Meachen and her team unearthed a number of large, prehistoric mammal bones, including those of the North American lion and American cheetah, two animals that went extinct roughly 12,000 years ago. Researchers also found the fully-intact skeletons of tiny rodents, among other ancient creatures.

Paleontologists discovered Natural Trap Cave in 1970. Several digs were carried out in the next decade until officials with the U.S. Bureau of Land Management boarded up the hole to prevent any future tumbles to the bottom. The cave went unexplored until now.

"We didn't know what to expect,” Meachen said. “We hadn't been there in 30 years and we didn't know what the cave would be like.”

During the initial excavations in the 1970s, paleontologists discovered the fossils of mammoths, short-faced bears, camels and collared lemmings, The Telegraph reported. In all, more than 30,000 specimens have been exhumed.

But that’s not the end. Scientists say the bed of fossils on the cave’s floor measures 10 meters, or 33 feet, deep, and they’ve only just begun to scratch the surface. "It's an incredible site,” Brent Breithaupt a paleontologist for the U.S. Bureau of Land Management who was involved in the recent dig, told the Associated Press. “It definitely is one of the most significant sites that [the Bureau of Land Management] manages and it will provide very, very important information.”

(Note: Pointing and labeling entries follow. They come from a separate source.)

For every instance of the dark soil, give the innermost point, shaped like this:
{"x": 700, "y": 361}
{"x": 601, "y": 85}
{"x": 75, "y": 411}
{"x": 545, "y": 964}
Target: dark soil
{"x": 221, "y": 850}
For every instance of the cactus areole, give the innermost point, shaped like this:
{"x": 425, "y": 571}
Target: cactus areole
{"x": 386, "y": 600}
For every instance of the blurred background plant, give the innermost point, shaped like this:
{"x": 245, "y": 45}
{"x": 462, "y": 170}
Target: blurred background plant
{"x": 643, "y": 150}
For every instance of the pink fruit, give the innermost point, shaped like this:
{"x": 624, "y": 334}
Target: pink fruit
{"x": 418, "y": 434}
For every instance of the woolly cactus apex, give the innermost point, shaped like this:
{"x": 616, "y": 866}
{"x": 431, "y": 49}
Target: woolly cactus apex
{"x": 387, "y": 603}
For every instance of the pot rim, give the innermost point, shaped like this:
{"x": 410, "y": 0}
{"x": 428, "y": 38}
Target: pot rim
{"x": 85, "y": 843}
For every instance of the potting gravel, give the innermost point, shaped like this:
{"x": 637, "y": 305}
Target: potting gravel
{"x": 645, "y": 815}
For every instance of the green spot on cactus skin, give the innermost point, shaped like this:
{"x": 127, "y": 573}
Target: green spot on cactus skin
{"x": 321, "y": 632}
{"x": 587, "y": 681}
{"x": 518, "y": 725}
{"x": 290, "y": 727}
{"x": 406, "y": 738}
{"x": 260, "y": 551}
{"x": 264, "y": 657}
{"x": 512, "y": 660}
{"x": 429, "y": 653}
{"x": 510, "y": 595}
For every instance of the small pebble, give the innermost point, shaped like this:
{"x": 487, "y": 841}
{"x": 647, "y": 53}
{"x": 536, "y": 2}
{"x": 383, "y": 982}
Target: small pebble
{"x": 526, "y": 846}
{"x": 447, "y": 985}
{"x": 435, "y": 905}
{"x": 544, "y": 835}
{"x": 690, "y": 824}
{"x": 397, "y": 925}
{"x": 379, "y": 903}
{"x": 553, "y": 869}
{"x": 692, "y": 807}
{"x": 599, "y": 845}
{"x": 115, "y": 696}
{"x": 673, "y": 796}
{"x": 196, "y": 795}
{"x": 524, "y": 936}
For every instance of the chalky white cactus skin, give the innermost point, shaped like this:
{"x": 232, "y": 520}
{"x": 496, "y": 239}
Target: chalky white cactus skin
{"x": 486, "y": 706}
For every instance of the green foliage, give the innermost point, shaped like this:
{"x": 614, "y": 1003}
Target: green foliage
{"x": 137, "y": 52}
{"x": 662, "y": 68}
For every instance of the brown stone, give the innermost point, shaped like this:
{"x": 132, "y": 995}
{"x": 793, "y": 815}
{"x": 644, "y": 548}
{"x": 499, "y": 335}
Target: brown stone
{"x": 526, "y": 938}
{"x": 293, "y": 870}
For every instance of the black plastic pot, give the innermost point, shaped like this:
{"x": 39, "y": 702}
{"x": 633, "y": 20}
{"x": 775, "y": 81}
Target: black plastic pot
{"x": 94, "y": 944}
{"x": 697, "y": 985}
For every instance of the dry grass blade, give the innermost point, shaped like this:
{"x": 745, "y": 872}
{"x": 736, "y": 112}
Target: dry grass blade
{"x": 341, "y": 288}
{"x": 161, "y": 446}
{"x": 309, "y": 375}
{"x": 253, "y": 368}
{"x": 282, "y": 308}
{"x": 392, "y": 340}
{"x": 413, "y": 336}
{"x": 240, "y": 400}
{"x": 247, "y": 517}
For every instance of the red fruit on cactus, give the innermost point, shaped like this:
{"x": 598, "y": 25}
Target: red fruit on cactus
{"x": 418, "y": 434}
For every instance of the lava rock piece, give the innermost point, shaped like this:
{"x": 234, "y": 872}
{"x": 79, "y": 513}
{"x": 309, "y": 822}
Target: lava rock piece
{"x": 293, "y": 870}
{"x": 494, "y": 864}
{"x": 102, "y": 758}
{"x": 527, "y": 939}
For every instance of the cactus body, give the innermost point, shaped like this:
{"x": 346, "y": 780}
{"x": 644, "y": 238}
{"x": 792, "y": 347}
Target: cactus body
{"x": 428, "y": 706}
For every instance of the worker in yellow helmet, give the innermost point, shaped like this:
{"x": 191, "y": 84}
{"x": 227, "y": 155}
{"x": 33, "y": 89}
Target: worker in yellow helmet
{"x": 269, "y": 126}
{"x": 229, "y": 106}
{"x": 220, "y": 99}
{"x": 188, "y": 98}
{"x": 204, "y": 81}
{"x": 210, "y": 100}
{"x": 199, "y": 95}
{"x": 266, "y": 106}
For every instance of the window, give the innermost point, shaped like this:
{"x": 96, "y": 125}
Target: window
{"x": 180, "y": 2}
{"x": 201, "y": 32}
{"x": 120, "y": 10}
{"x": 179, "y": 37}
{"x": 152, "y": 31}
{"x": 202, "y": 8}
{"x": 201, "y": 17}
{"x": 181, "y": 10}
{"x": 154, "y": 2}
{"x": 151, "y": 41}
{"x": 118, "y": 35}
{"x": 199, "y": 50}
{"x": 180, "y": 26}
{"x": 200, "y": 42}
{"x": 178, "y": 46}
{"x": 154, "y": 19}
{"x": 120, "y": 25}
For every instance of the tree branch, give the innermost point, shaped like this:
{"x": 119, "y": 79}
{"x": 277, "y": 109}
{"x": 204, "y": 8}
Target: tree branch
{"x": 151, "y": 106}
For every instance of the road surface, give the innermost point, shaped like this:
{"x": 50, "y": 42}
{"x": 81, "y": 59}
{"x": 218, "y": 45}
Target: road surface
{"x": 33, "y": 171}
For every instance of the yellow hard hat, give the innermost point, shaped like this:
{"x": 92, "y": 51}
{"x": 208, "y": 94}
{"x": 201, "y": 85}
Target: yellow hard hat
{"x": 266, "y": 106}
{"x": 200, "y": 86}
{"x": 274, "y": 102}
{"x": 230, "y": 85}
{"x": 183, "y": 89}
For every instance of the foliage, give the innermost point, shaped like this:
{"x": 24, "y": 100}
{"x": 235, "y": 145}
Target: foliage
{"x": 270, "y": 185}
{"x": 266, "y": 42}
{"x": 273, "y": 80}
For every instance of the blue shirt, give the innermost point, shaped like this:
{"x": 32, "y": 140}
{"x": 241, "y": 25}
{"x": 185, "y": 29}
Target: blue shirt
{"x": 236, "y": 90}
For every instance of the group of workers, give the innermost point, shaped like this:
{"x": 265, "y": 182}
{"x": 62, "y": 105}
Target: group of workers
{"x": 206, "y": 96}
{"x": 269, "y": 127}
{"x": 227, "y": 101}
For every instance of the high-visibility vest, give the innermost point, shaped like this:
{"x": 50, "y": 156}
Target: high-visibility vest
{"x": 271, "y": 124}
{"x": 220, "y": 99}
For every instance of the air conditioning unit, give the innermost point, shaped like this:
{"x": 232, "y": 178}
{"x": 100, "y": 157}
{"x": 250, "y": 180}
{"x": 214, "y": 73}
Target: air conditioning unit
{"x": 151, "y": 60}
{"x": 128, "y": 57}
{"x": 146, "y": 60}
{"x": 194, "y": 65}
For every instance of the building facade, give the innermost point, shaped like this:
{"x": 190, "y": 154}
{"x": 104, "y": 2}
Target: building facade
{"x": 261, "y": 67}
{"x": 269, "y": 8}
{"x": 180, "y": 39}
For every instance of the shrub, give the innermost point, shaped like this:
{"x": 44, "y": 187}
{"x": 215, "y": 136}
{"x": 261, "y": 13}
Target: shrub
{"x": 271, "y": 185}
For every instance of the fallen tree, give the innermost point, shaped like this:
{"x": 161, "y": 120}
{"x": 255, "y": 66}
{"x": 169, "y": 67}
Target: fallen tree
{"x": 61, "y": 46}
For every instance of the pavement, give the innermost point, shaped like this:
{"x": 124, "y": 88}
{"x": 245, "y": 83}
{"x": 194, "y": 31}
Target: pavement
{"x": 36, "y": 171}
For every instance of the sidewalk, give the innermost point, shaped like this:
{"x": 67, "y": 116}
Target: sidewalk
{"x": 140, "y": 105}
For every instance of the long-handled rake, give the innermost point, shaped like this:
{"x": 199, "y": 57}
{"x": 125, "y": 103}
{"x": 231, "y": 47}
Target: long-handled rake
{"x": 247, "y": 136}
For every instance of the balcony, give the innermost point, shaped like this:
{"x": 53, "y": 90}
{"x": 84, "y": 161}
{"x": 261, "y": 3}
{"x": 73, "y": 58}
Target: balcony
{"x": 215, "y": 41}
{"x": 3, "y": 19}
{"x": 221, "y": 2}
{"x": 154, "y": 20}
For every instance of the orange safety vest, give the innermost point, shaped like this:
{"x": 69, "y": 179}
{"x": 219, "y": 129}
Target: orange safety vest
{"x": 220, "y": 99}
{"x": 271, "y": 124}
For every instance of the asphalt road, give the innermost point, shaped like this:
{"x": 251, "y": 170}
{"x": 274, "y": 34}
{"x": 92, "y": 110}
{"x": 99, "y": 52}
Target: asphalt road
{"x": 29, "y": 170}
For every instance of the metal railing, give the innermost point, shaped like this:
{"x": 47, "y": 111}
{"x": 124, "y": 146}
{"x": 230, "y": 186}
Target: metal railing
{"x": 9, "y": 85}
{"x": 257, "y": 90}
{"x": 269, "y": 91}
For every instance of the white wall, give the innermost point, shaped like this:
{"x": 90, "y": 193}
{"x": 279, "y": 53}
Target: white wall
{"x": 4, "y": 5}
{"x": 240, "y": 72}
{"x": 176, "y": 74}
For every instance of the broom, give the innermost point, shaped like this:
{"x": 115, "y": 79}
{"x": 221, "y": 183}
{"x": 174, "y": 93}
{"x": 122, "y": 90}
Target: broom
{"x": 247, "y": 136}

Scientists once thought early North American humans may have played a role in the animals’ deaths by forcing them into the cave. Now, the belief is the sinkhole formed along a major animal migratory corridor, which led to larger numbers of animals stumbling into the hole, National Park Service said.

Researchers believe the oldest remains could date back 100,000 years. Fossils were packed into Rubbermaid containers and sent to universities in the United States and Australia for analysis.